Salieron a relucir las galas y las joyas que se custodiaban en el fondo del arca. María Antonia no parecía ya la penitente. Estaba vestida, harto ligeramente vestida, como en la noche de la tentación y de la cena. Había vuelto la espalda a Dios y dádose de nuevo al diablo. Estaba perfumada su estancia, y lucían en ella los primorosos presentes de sus antiguos amadores y el lujo de la plata labrada.
Don Jacinto no dejó de acudir a la cita. Era ya otro hombre. Había desechado la máscara del misticismo. Hasta el recuerdo de la fealdad y de la tontería de su consorte estimulaba su liviano deseo. Para disculpar su ingratitud, brotaron de sus labios entrecortadas frases. Después pronunció ardientes palabras de amor, y roto ya el freno de su bien utilizada hipocresía, se abalanzó a María Antonia, que le atraía con los ojos y le embelesaba con blanda risa, medio abierta la húmeda boca y dejando ver los iguales y apretados dientes, que parecían dos hilos de perlas.
El la estrechó frenéticamente entre sus brazos y buscó los labios de ella con sus labios.
Con ambas manos, María Antonia le rechazó tan violentamente, que faltó poco para que le derribase por el suelo. No parecía mujer, sino furibunda leona. No era la lánguida y complaciente enamorada: ni era tampoco la penitente mística; era la maja de rompe y rasga, insolente y soberbia, capaz de herir con groseros y ponzoñosos insultos, y capaz de matar con la llama fulmínea de sus ojos, cuando no con puñales.
--Vete, huye--exclamó--apártate de mi presencia. No pienses que la amistad y la admiración que me infundiste con tus embustes, se ha trocado en amor lascivo. Se ha trocado en asco. Si continúas aquí corres peligro de que te asesine.
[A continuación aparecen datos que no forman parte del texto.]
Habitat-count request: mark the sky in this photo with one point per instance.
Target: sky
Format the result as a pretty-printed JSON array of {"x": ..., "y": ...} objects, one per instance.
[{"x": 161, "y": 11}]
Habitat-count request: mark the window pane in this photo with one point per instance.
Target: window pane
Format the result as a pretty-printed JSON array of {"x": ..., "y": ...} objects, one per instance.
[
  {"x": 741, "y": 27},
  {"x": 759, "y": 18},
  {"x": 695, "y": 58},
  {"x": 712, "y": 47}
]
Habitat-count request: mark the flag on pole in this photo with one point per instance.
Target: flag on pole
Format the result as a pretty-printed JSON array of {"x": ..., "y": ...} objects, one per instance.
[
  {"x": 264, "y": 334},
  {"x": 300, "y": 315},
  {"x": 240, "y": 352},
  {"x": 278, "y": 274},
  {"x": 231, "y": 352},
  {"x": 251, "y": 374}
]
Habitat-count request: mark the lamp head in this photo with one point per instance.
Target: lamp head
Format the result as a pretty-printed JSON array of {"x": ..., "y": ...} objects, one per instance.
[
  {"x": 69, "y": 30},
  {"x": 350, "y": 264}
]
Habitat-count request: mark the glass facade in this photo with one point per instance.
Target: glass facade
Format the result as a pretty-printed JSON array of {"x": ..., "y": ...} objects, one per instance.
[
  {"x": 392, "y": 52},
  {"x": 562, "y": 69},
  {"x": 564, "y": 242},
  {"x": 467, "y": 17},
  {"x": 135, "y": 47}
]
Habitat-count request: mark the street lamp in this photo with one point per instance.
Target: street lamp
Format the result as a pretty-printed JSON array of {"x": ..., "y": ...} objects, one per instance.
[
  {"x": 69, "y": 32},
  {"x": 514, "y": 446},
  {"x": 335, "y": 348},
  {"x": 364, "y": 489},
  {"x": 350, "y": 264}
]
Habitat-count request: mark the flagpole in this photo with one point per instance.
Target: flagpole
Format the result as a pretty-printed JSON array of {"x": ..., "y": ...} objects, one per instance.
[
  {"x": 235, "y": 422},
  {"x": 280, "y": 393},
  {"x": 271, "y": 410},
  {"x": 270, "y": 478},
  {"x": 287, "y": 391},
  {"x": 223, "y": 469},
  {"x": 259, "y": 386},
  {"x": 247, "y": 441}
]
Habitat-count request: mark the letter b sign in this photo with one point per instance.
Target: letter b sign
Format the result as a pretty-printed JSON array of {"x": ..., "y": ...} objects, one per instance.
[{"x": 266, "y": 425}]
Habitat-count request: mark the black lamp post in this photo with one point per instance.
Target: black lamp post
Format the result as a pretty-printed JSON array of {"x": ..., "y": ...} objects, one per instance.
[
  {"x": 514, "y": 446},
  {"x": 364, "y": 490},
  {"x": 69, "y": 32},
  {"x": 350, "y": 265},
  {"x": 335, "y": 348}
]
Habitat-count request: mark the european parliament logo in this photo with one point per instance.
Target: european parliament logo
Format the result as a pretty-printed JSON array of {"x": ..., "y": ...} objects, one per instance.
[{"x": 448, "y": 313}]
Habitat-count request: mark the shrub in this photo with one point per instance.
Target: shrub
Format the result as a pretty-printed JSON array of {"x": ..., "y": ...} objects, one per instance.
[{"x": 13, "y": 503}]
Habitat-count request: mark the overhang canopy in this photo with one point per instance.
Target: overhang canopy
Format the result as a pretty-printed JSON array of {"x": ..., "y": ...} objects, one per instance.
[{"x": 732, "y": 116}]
Sólo muriendo a mis manos y no gozándome conseguirás ya arrojarme en el infierno. Vete, repito; es un hurto ruin el que intentas, dándome tu alma y tu cuerpo vendidos ya para siempre y sin rescate a ese espantajo de mujer que te da título y dinero.
Don Jacinto pensó que La Caramba se había vuelto loca. Si no de su material violencia, tuvo miedo del alboroto, del escándalo y de la resonancia ridícula que podía tener aquella escena, si se prolongaba. Huyó, pues, casi despavorido. Y como era hombre que entendía bien su interés y su conveniencia, pero que de almas sabía poco, jamás llegó a comprender ni a darse cuenta de las singulares transformaciones del alma de María Antonia, convertida de súbito de libre cortesana en austera penitente, y de austera penitente en algo a modo de vengadora y aterradora Furia.
Cuando María Antonia se vio libre de la presencia de D. Jacinto, quedó inmóvil y de pie por algunos instantes: rompió luego en insana risa y en descompuesta y nerviosa carcajada; y por último, se arrojó al suelo, retorciéndose, derramando un mar de lágrimas y balbuceando entre dientes el yo, pecadora.
De allí en adelante no volvió a pecar María Antonia, ni en pensamiento ni en acto. Persistió en sus rezos; redobló sus vigilias, ayunos y mortificaciones y logró, pocos meses después, temprano y dichoso tránsito a mejor vida.